Uncertainty is a fact of information. A system can only store a finite amount of information and uncertainty, as a general concept but also applied to particles (as is usually considered), is like overflowing some toilet of binary bits.

"You can understand the uncertainty principle as a consequence of the fact that a physical system of a certain size—say dimension or energy constraint—can contain only a limited amount of information," Stephanie Wehner, another of the new study's co-authors, explained. "Very intuitively, if you had less uncertainty for some quantum measurements then you can use such a physical system to encode much more information: each measurement can be used to retrieve a portion of this information, and how well you can do that is determined by their mutual uncertainty."

Crucially, uncertainty is a statement about information, and it could correspond to a universe of other correlated phenomenon. This lower-limit has already been used, for example, to prove the security of certain quantum cryptography methods. In a separate statement, the researchers suggest that their new bridge between wave/particle relations and uncertainty could inspire new and improved encryption schemes.

Still, the practical implications can't hold a candle to what this new framework is saying. These are two features of quantum mechanics that we talk about all the time; they are the phenomena we use to explain the quantum world in the very first place.

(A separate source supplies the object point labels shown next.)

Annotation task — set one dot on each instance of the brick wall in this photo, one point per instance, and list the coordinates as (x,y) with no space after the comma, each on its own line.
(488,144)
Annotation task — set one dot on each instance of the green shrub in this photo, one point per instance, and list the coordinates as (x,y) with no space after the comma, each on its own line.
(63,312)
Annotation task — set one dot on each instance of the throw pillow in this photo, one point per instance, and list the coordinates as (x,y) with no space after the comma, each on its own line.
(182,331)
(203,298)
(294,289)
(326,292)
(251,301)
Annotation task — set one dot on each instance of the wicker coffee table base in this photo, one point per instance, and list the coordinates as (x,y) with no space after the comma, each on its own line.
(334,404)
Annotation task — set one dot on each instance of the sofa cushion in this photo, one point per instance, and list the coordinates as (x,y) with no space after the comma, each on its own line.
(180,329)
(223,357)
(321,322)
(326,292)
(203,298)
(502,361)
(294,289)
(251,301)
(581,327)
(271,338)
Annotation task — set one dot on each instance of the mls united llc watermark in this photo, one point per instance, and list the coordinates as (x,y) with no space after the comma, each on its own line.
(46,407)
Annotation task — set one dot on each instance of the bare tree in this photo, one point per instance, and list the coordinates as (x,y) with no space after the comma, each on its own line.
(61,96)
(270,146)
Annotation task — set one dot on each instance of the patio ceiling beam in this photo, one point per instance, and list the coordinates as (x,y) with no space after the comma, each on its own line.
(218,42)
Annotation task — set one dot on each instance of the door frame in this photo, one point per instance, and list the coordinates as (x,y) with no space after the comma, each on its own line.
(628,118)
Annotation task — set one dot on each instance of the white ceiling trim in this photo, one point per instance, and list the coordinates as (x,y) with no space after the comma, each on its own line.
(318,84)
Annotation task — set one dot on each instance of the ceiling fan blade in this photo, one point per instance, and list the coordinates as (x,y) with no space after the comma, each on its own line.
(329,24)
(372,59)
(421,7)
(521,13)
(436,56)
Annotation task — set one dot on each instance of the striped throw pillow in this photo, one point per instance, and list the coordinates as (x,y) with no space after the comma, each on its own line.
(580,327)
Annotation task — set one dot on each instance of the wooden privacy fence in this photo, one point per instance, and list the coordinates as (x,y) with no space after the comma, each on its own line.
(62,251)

"Physicists do not have an explanation for why the uncertainty principle is the way it is," Coles noted. "And so we say that the uncertainty principle is fundamental. And we try to understand other phenomena in terms of the basic idea stated in the uncertainty principle. One could argue that an implication of our work is that, in some sense, the wave-particle duality principle is less fundamental than the uncertainty principle. After all, we can explain it using the uncertainty principle."